Seit ANUBIS GATE von TIM POWERS (oder einigen Romanen von Michael Moorcock, der jede Menge Steampunk-Elemente vorweg genommen hat) bin ich ein Steampunk-Fan. Leider finde ich zu selten wirklich überzeugendes in diesem Subgenre. Was mich überzeugt hat, ist die Burton & Swinburne-Serie von MARK HODDER, deren drei ersten Bände, DER KURIOSE FALL DES SPRINGHEELED JACK, DER WUNDERSAME FALL DES UHRWERKMANNS und AUF DER SUCHE NACH DEM AUGE VON NAGA bei BASTEI-LÜBBE erschienen. Die Helden sind die Abenteuer- und Forscher-Legende Sir Richard Burton und der dekadente Dichter Algernon Charles Swinburne, die als Spezialagenten der Krone agieren. Hodder nimmt reale Personen (etwa Oscar Wilde als Zeitungsjunge), mehr oder weniger bekannte Mythen und lässt sie in einem durch Steampunkfantasien veränderten Paralleluniversum (abweichende Zeitlinien) agieren. Voll gestopft mit aberwitziger Action und intelligenten Kulturkommentaren, einer gehörigen Portion viktorianischer Atmosphäre, sind die dicken Schwarten ein fast nostalgisches Lesevergnügen. Besonders der dritte Band mit seinem afrikanischen Schauplatz á la Rider Haggard und der Konfrontation zwischen Briten und Preußen vor dem großen Krieg hat mir gefallen.
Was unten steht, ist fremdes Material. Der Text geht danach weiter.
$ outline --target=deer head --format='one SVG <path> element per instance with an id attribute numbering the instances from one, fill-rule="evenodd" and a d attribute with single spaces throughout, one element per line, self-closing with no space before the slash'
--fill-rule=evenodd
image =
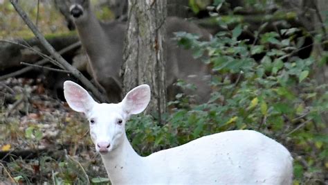
<path id="1" fill-rule="evenodd" d="M 150 100 L 150 88 L 141 85 L 127 93 L 119 103 L 98 103 L 83 87 L 66 81 L 64 95 L 72 109 L 85 114 L 95 150 L 105 155 L 119 147 L 126 137 L 125 123 L 129 116 L 146 108 Z"/>

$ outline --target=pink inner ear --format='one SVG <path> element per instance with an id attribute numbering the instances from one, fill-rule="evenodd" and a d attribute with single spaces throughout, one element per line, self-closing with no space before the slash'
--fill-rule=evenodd
<path id="1" fill-rule="evenodd" d="M 78 112 L 87 112 L 89 109 L 89 94 L 83 89 L 74 85 L 67 84 L 66 98 L 70 107 Z"/>
<path id="2" fill-rule="evenodd" d="M 147 95 L 145 89 L 141 89 L 138 91 L 131 92 L 129 94 L 127 99 L 134 103 L 138 103 L 139 101 L 143 101 L 147 97 Z"/>
<path id="3" fill-rule="evenodd" d="M 144 88 L 140 88 L 135 91 L 130 92 L 127 97 L 128 104 L 131 106 L 130 109 L 138 110 L 143 109 L 147 96 L 147 91 Z"/>

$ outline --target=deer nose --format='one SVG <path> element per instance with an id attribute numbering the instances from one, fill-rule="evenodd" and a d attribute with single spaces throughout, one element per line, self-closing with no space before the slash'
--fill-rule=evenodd
<path id="1" fill-rule="evenodd" d="M 83 10 L 78 6 L 74 6 L 74 7 L 71 9 L 71 15 L 72 15 L 73 17 L 78 18 L 83 15 Z"/>
<path id="2" fill-rule="evenodd" d="M 108 149 L 111 146 L 111 144 L 109 142 L 98 142 L 97 146 L 99 148 L 99 152 L 101 154 L 106 154 L 108 152 Z"/>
http://www.amazon.de/Auf-Suche-nach-Auge-Naga/dp/3404207491/ref=sr_1_2?s=books&ie=UTF8&qid=1416574089&sr=1-2&keywords=mark+hodder

Der FESTA VERLAG beginnt mit SHOOTER die längst überfällige deutsche Ausgabe von Stephen Hunters Serie um den militanten Swagger-Clan. Der erste Roman über den Scharfschützen Bob Lee Swagger, der vor fast zwanzig Jahren schon mal bei Goldmann erschienen ist und zu Horrorsummen gehandelt wurde, macht den Anfang und ist ein lupenreiner Conspiracy-Thriller. Das Buch wurde 2007 recht ordentlich mit Mark Wahlberg verfilmt und der Film eignet sich bestens als Weihnachts-DVD. Der Waffnfetischist Hunter war langjähriger und einflussreicher Filmkritiker (u.a. bei der WASHINGTON POST) und seine Filmbücher, wie VIOLENT SCREEN (Bancroft Press, 1995), sind genauso kontrovers wie lesenswert. Früher nannte man Hunters Thriller „Bücher für Männer (oder Jungs)“. Oft knallharte politisch unkorrekte Conspiracy-Thriller, spannend geschrieben, voller ungewöhnlicher Details und Charaktere, aber auch mit viel Atmosphäre. Wie Figaro macht Hunter keinen Unterschied zwischen Politik und Intrige. Im Gegensatz zum erfolgreicheren Kollegen Lee Child, der nur noch ein langweiliges Weichei ist, kann Hunter plotten und auch den abgewichsten Thriller-Leser überraschen. Es bleibt zu hoffen, dass FESTA Hunters Bücher zügig den deutschen Lesern zugänglich macht (wie auch die MICHAEL SLADE-Thriller). SHOOTER hat über 600 Seiten, aber die saugt man bei der Lektüre in Hochgeschwindigkeit weg.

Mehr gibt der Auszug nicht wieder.